My cover is concrete about 20" square. It has 2 lengths of rebar shaped into handles and cast in place. You may need to make a bigger hole in your floor depending on how deep the cover is.


----------



## Maintenance 6 (Feb 26, 2008)

Mine is a round concrete cover about 18" in diameter. No handles or rings. If I were you, I would get a ring with a gasketed cover and set it flush with the floor. Then patch the concrete up to it. and put the carpet over the lid. Then you won't go through this again. They make them in sizes large enough to access with a screw down gasketed lid. Of course if you are selling, maybe it won't matter, unless the next buyer asks.


----------



## Mike Swearingen (Mar 15, 2005)

Tom,
I've been a rural NC real estate broker for more than 22 years and deal with a lot of residential septic system issues. You may or may not have a bigger issue than a septic tank access cover. It is against all regs to build anything over any part of a septic system. Also, I highly doubt that the former owner applied for and received a proper building permit and inspection for this addition (another major issue).
Both may well become deal-killer issues with a propsective new buyer, their building inspector, lender or even homeowner insurance provider.
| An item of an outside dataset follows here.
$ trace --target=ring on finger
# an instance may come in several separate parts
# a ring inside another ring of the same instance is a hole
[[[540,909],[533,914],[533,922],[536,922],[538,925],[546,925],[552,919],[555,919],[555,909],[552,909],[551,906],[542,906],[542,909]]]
Unless you want to sell a lawsuit, I highly recommend full disclosure in writing signed by you and your spouse and the buyers prior to any contract or closing, at a minimum. 
If it were me, I would seriously consider going ahead and bypassing this "illegal" tank, putting down a new tank and hooking it up to the house and existing distribution box and drainfield. And I would disclose that, too. Then no one could have any legitimate objections or grounds for any legal action.
Good luck!
Mike


----------



## DUDE! (May 3, 2008)

Mike has already said all the important stuff, been 15yrs sinse the tank's been emptied, not the end of the world but they recomend at least every 5 yrs. Wait till your sewer guy come walking thru your house with his hose. Some how this is not going to end pretty. Sorry I didn't offer suggestions to help you with your problem, only to go with what Mike said.


----------



## al's sewer (Apr 7, 2009)

I agree with every thing that Mike said also but there is one thing he did not mention. I don't know what the health dept regulations are in your area for abandoning a septic tank. Here is missouri when you abandon a tank you have to expose the entire tank pump it out entirely, clean it as much as you can and then collapse the old tank and fill it in with either gravel or sand. Bad news I know. as far as answering your question it all depends on what type of tank you have. Most concrete or metal tanks have about a 2 ft portal with about a 6" in portal in the middle of the 2 ft portal so you have the option of using 2 different portals. Fiberglas or plastic tanks have about a 30" portal. Some septics tanks are homemade so it is hard to tell what they have. So bottom line dig it up and see what you got.


----------



## Mike Swearingen (Mar 15, 2005)

Al is absolutely correct as usual. You have to do that to abandon septic tanks here, too. Once you had gotten into the new tank permit-and-inspection business with your Health Department, they would have informed you of all of the other requirements in your jurisdiction. 
You were sold a mess, and unfortunately, you may have to bear the expense of correcting it before you can sell it now. You can check this with an attorney for verification, and also to see if there may be any recourse for you.
Good Luck!
Mike


----------



## DangerMouse (Jul 17, 2008)

if i were tom, before i started working, i'd think about tying a rope to my waist and the other end to the rafters....just in case of 'floor collapse'...lol no way you wanna fall in THAT!

DM


----------